Science, in terms of facts, grew to be known as a marker for the progress of human civilization. The more facts we know the more progress we have made. Natural philosophers or scientists used observation, explanation, and prediction to help explain the natural world and human interactions with it. Using the definition of science to be ‘the ordered knowledge of natural phenomena and the relations between them’, it is easy to see science as a thread in humans’ existence well before the 17th century. People have used some sense of ordered knowledge of the Earth and universe, including the Earth’s cycles, for millennia as they derived health benefits from nature. The positivist phase (mid-1800s)—where the philosophy of science was positivism, or a sense that the only truth is the truth in scientific knowledge with narrowly defined methodologies—helped science become even more reductionist and removed from common life. Positivists believed that metaphysical knowledge from theology, in addition to lesser known forms of knowledge generation, were not valid. Adding another layer of complication, science was seen as the mechanism by which nature and natural processes could be predicted and controlled. This gross generalization of the epistemology of truth, or way of knowing, perpetuated a separation from nature. The fact is, however, that many modern-day negative stereotypes of science as being cut-and-dried knowledge of only what we can measure were not valid for early scientists (pre-1800s) and are not valid for many scientists today.
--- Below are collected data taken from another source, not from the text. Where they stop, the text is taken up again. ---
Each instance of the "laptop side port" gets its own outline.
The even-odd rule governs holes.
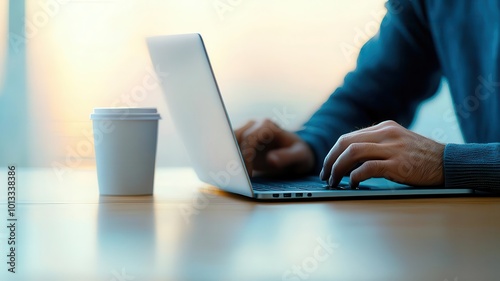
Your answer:
[[[291,193],[284,193],[283,197],[292,197],[292,194]]]
[[[307,197],[313,196],[312,193],[307,193]]]
[[[278,197],[280,197],[280,194],[279,193],[273,193],[273,197],[274,198],[278,198]]]
[[[295,193],[295,197],[302,197],[302,196],[304,196],[304,194],[302,194],[302,193]]]

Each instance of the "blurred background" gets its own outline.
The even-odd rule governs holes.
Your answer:
[[[94,107],[157,107],[158,166],[188,165],[144,38],[201,33],[233,125],[296,129],[355,67],[384,0],[0,0],[0,164],[95,165]],[[462,142],[446,82],[412,129]]]

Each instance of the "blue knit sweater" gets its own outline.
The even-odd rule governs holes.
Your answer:
[[[387,9],[356,69],[298,132],[315,170],[344,133],[390,119],[409,126],[445,77],[466,142],[446,145],[445,186],[500,188],[500,0],[390,0]]]

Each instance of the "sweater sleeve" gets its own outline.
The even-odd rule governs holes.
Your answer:
[[[394,0],[377,35],[360,50],[356,69],[297,133],[315,154],[314,172],[338,137],[384,120],[413,121],[441,72],[421,1]]]
[[[500,188],[500,143],[447,144],[443,165],[447,188]]]

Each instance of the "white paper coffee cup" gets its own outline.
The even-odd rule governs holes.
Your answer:
[[[156,108],[95,108],[90,119],[99,193],[153,194],[161,119]]]

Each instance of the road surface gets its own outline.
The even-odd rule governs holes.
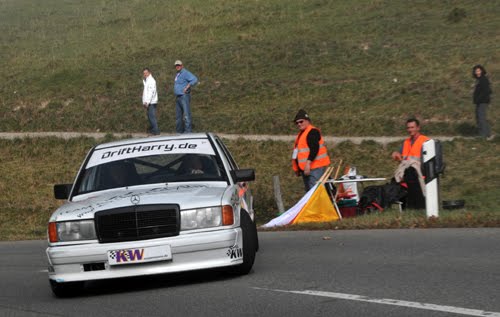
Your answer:
[[[500,229],[260,232],[253,271],[52,296],[45,241],[0,242],[0,316],[500,316]]]

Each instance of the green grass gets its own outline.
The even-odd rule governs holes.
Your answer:
[[[144,132],[149,66],[173,132],[182,59],[196,131],[289,134],[304,107],[327,135],[401,135],[410,115],[470,135],[471,67],[500,91],[499,16],[470,0],[0,1],[0,131]]]
[[[149,66],[160,128],[173,132],[172,64],[182,59],[200,79],[195,131],[293,134],[303,107],[325,135],[402,135],[409,116],[429,135],[474,135],[470,71],[483,64],[498,94],[499,16],[497,0],[0,0],[0,131],[145,132],[141,71]],[[498,133],[497,99],[489,118]],[[95,143],[0,141],[0,239],[44,236],[60,205],[53,184],[70,182]],[[227,143],[241,166],[256,168],[260,223],[277,212],[272,175],[280,176],[287,208],[301,197],[290,144]],[[398,146],[329,149],[362,174],[390,177],[396,166],[388,153]],[[498,138],[444,146],[442,198],[466,200],[464,211],[449,213],[458,220],[384,213],[328,225],[498,225]]]
[[[108,136],[106,140],[111,140]],[[97,142],[91,138],[0,140],[0,240],[43,239],[50,214],[62,204],[53,198],[53,185],[72,182],[87,151]],[[276,141],[226,140],[241,168],[256,170],[252,184],[258,224],[277,216],[272,177],[280,177],[285,208],[304,194],[300,177],[290,167],[291,144]],[[328,224],[292,226],[285,229],[362,229],[415,227],[500,226],[500,139],[459,139],[444,142],[447,171],[441,179],[443,200],[465,199],[463,210],[441,211],[439,219],[423,212],[386,210]],[[383,147],[374,142],[329,145],[335,165],[340,159],[366,176],[390,178],[396,168],[390,153],[398,144]]]
[[[417,229],[417,228],[487,228],[499,227],[499,212],[461,210],[441,210],[439,217],[427,218],[425,211],[403,211],[386,209],[358,217],[344,218],[342,221],[325,223],[306,223],[274,228],[261,228],[262,231],[292,230],[352,230],[352,229]]]

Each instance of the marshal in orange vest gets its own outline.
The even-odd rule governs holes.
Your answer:
[[[309,125],[302,133],[299,132],[295,139],[294,144],[294,153],[297,152],[297,157],[292,158],[292,168],[295,172],[303,171],[306,167],[307,158],[309,157],[309,146],[307,145],[307,135],[312,129],[318,128],[314,127],[312,124]],[[320,133],[321,135],[321,133]],[[326,149],[325,141],[323,140],[323,136],[320,137],[319,140],[319,150],[318,154],[311,162],[311,169],[324,167],[330,165],[330,157],[328,156],[328,151]]]
[[[419,135],[413,144],[411,144],[411,137],[407,138],[403,143],[403,150],[401,151],[403,160],[420,161],[422,158],[422,146],[427,140],[429,138],[423,134]]]

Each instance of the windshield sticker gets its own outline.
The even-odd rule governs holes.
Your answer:
[[[144,144],[122,145],[95,150],[92,153],[86,169],[109,162],[124,160],[133,157],[142,157],[160,154],[208,154],[215,152],[208,140],[171,140],[148,142]]]
[[[70,209],[70,210],[65,210],[59,213],[59,215],[63,214],[68,214],[68,213],[77,213],[76,217],[78,218],[83,218],[88,214],[92,214],[97,210],[101,210],[102,207],[105,207],[106,205],[112,204],[115,201],[122,200],[129,198],[131,199],[133,196],[142,196],[142,195],[148,195],[148,194],[154,194],[154,193],[166,193],[166,192],[172,192],[172,191],[182,191],[182,190],[191,190],[194,188],[207,188],[207,185],[181,185],[181,186],[172,186],[172,187],[162,187],[162,188],[153,188],[150,190],[145,190],[142,192],[127,192],[122,195],[115,195],[111,196],[106,200],[100,201],[98,203],[90,204],[88,206],[76,208],[76,209]]]

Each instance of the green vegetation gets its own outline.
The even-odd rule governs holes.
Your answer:
[[[97,142],[90,138],[0,140],[0,240],[45,237],[49,216],[62,203],[53,198],[53,185],[71,182],[87,151]],[[259,224],[278,213],[273,196],[273,175],[280,177],[285,208],[291,207],[304,194],[301,178],[291,171],[290,144],[243,139],[225,142],[241,167],[256,169],[257,179],[252,184],[252,192]],[[308,225],[307,228],[498,227],[499,142],[499,138],[444,142],[447,171],[441,179],[441,196],[443,200],[465,199],[463,210],[442,211],[439,219],[430,220],[421,211],[399,214],[387,210],[341,222]],[[361,145],[343,142],[335,147],[330,145],[329,151],[335,164],[342,158],[363,175],[390,178],[396,163],[391,161],[389,153],[398,146],[391,144],[384,148],[374,142]]]
[[[304,107],[327,135],[400,135],[410,115],[471,135],[471,67],[500,91],[499,16],[470,0],[0,1],[0,131],[144,132],[149,66],[172,132],[182,59],[196,131],[289,134]]]
[[[160,127],[173,132],[172,64],[181,59],[200,78],[195,131],[294,134],[291,119],[303,107],[325,135],[402,135],[409,116],[431,136],[474,135],[471,68],[483,64],[500,92],[499,16],[498,1],[470,0],[3,0],[0,131],[145,132],[148,66],[159,85]],[[489,110],[497,133],[498,102],[494,95]],[[498,141],[444,144],[442,198],[465,199],[465,210],[438,220],[387,212],[328,226],[499,226]],[[44,237],[60,204],[53,184],[71,181],[95,143],[0,141],[0,239]],[[256,168],[260,223],[276,215],[272,175],[287,208],[301,197],[290,144],[228,144],[242,166]],[[398,146],[341,143],[330,151],[362,174],[390,177],[388,153]]]

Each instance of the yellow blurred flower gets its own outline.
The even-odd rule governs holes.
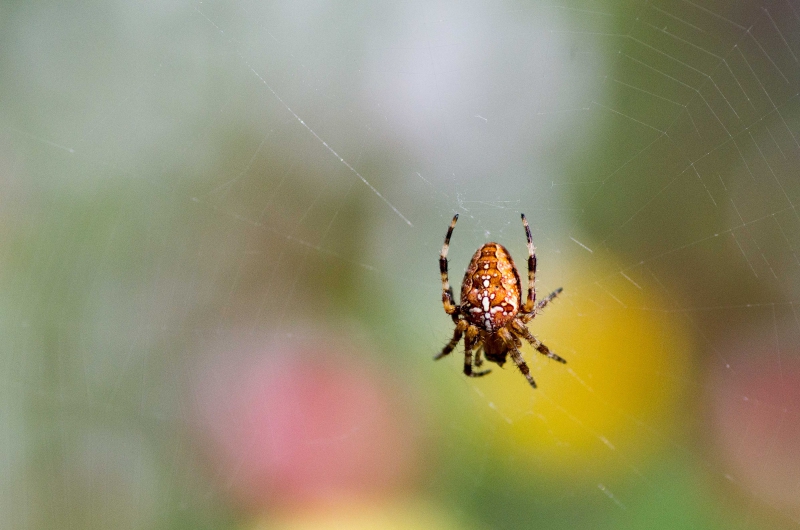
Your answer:
[[[597,278],[622,270],[597,261],[567,271],[564,294],[530,324],[567,365],[526,345],[538,389],[512,362],[469,383],[496,454],[564,479],[630,473],[674,435],[689,377],[689,335],[664,287],[649,273]]]
[[[457,530],[465,526],[421,501],[351,504],[263,519],[246,530]]]

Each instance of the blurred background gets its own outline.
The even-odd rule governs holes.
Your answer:
[[[796,0],[0,13],[0,527],[800,524]]]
In the Greek civilization the natural philosophers within the church who used the natural sciences to determine how to cure illnesses were called temple healers, while those moving towards what is now called a profession might be called physicians. This split between spirituality and science may symbolize and embody the split between healing and curing, another misfortunate consequence of using science to predict and control. As science with the purpose to control and the domination of nature continued, a prevailing thought was that we could find cures for illnesses using nature or natural material. The concept of cure comes from a mechanistic view certainly put forth by Aristotle, including deductive reasoning and empiricism or the notion that truths can be arrived at through observation and induction. For example, understanding that amber is fossilized resin from pine trees can be deduced from seeing samples with trapped insects within them. This building block conceptualization was fixed during the Cartesian period and is with Western societies today. As we conceive of a more holistic view of science using systems theory and realize the ubiquitous nature of natural philosophy, we see science as a useful part of a paradigm.

Paracelsus was a Swiss-German physician and botanist in the early 16th century who incorporated cosmos, spiritual influences, and chemistry in his medical practice. He was a practicing astrologist as many physicians of the time were, though he rejected the popular so-called magical beliefs of the time. His medical views were different from his peers’ because he felt that a person’s health depended on the harmony of the person (microcosm) and nature (macrocosm). In this manner his views were more like Chinese medicine; however, they were also different in that he was only concerned with the physical body. He used material from nature for cures but mainly relied on what he referred to as balancing minerals in a body.